21 «El que ha hecho suyos mis mandamientos y los cum­ple, ése es el que me ama; y al que me ama mi Padre le demostrará su amor y yo también se lo demostraré mani­festándole mi persona».

De su relación y la del Padre con la comunidad pasa Jesús a la que establecen con cada miembro de ella. Su comunidad no es gregaria, ni su Espíritu uniforma; cada uno es responsable de su modo de obrar.

El discípulo hace suyos los mandamientos de Jesús y los cumple. La actividad en favor del hombre (mis mandamientos) es lo único que da realidad al amor a él (cf. 14,15) y, por tanto, el único criterio para verificar su existencia. El amor a Jesús consiste, por tanto, en vivir sus mismos valores y comportarse como él. El amor verdadero no es solamente interior, sino visible: un dinamismo de transformación y de acción.

La semejanza con Jesús, efecto de ese amor, provoca una respuesta de amor de parte del Padre, que ve realizada en el hombre la imagen de su Hijo. La respuesta de Jesús se traducirá en una manifestación personal suya. El Padre y Jesús, que son uno, responden al unísono. El Padre considera hijo al que ama como Jesús; Jesús lo ve como hermano. Jesús menciona solamente su propia manifestación, porque él seguirá siendo el santuario donde Dios habita (2,21); en él se revela el Padre (14,9).

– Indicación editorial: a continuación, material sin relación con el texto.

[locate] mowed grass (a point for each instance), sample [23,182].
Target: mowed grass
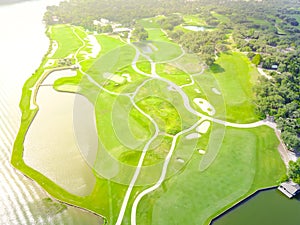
[193,20]
[234,77]
[67,41]
[247,160]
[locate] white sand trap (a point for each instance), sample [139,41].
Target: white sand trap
[193,136]
[32,104]
[50,62]
[180,160]
[197,90]
[54,48]
[216,91]
[203,127]
[205,106]
[127,76]
[96,48]
[69,56]
[202,152]
[115,78]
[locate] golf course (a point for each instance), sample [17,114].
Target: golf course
[143,132]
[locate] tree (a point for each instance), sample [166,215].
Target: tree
[256,59]
[140,33]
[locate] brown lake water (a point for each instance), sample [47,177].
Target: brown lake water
[23,44]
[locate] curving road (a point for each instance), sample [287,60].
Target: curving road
[188,107]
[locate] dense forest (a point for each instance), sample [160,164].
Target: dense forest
[267,31]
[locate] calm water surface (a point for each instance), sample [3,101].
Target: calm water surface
[267,208]
[23,44]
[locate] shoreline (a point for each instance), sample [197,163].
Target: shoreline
[27,116]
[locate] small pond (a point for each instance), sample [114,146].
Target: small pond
[266,208]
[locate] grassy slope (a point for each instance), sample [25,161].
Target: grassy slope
[189,179]
[68,43]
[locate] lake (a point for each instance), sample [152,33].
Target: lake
[23,44]
[266,208]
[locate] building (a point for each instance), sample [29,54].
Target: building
[290,189]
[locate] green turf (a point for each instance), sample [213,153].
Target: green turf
[239,169]
[68,43]
[233,75]
[205,185]
[193,20]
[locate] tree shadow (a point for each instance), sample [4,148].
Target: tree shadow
[216,68]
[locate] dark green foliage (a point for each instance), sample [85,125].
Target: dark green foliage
[256,59]
[279,97]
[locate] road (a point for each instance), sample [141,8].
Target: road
[179,89]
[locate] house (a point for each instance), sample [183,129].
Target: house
[290,189]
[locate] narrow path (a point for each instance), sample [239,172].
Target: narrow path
[163,174]
[188,107]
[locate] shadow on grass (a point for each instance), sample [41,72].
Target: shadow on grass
[216,68]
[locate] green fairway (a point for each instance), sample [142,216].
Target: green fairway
[239,169]
[149,127]
[233,74]
[68,43]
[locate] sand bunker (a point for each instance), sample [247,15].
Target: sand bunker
[203,127]
[193,136]
[216,91]
[197,90]
[205,106]
[127,76]
[49,63]
[202,152]
[54,48]
[115,78]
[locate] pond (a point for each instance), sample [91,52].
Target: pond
[52,146]
[266,208]
[195,28]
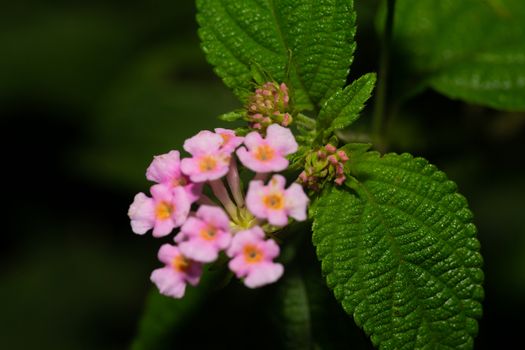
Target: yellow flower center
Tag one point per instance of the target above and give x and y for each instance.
(180, 263)
(208, 233)
(225, 138)
(251, 254)
(207, 163)
(163, 210)
(264, 153)
(181, 181)
(274, 201)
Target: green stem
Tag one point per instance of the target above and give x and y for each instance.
(382, 91)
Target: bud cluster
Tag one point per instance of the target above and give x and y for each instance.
(269, 105)
(324, 165)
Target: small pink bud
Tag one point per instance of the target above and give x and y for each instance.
(340, 180)
(342, 155)
(330, 148)
(303, 177)
(287, 119)
(339, 170)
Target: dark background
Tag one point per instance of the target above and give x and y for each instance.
(91, 90)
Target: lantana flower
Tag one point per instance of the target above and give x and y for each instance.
(230, 141)
(268, 154)
(252, 258)
(209, 161)
(275, 203)
(202, 237)
(165, 169)
(168, 208)
(177, 272)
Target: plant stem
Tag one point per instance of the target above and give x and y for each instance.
(382, 87)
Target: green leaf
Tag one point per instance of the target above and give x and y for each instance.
(471, 50)
(399, 249)
(308, 44)
(309, 317)
(231, 116)
(343, 107)
(163, 316)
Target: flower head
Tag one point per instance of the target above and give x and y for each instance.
(209, 161)
(268, 105)
(252, 258)
(274, 203)
(230, 140)
(202, 237)
(165, 169)
(168, 208)
(268, 154)
(177, 272)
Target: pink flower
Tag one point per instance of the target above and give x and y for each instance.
(252, 258)
(209, 161)
(177, 272)
(230, 140)
(165, 169)
(274, 203)
(167, 209)
(202, 237)
(266, 155)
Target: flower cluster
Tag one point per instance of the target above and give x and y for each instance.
(269, 105)
(323, 165)
(233, 222)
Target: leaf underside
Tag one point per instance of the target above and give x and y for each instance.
(400, 252)
(308, 44)
(471, 50)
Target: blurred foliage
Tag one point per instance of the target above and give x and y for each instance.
(472, 50)
(91, 90)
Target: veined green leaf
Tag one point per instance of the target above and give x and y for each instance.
(399, 249)
(164, 315)
(471, 50)
(343, 107)
(308, 44)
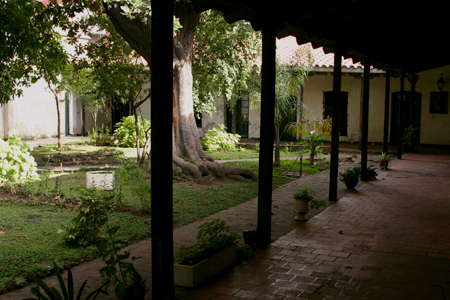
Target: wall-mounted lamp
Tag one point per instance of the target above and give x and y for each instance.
(441, 83)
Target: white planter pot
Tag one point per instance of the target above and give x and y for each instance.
(190, 276)
(301, 208)
(100, 179)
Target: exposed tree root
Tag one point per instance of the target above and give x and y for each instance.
(206, 167)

Síntesis: Cambia el concepto antiguo de Dios y el de la relación del hombre con él. Se concebía a Dios como una realidad exterior al hom­bre y distante de él. La relación con Dios se establecía a través de me­diaciones, en primer término, la de la Ley, de cuya observancia depen­día el favor divino. Dios reclamaba al hombre para sí; éste aparecía como siervo. El mundo quedaba en la esfera de lo profano.

En la exposición que hace Jesús se describe la venida del Espíritu, de Jesús y del Padre. Con esta imagen espacial se significa el cambio de relación entre Dios y el hombre. La comunidad y el individuo se convierten en morada de la divinidad, el hombre en santuario de Dios. De esta manera Dios “sacraliza” al hombre y, a través de él, a toda la creación. No hay ya, pues, ámbitos sagrados donde Dios se manifieste fuera del hombre mismo, ni ámbitos “profanos” que sean ajenos a Dios. Esta “sacralización” del hombre produce al mismo tiempo una “desacralización”, suprimiendo toda mediación de “lo sagrado” exterior al hombre.

Dios se asemeja a una onda en expansión que comunica vida con ge­nerosidad infinita. No quiere acaparar al ser humano, sino que éste, viviendo con él, sea como él es, don de sí, amor absoluto. Al hombre toca aceptar ese amor e incorporarse a esa fuerza que tiende a expansionarse en continuo don.

Dios no es rival del hombre. No lo ha creado para reclamarle luego su vida como tributo y sacrificio. No absorbe ni disminuye al hombre, lo potencia. No puede el hombre anularse para afirmar a Dios; eso significaría la negación de Dios creador, el dador de vida.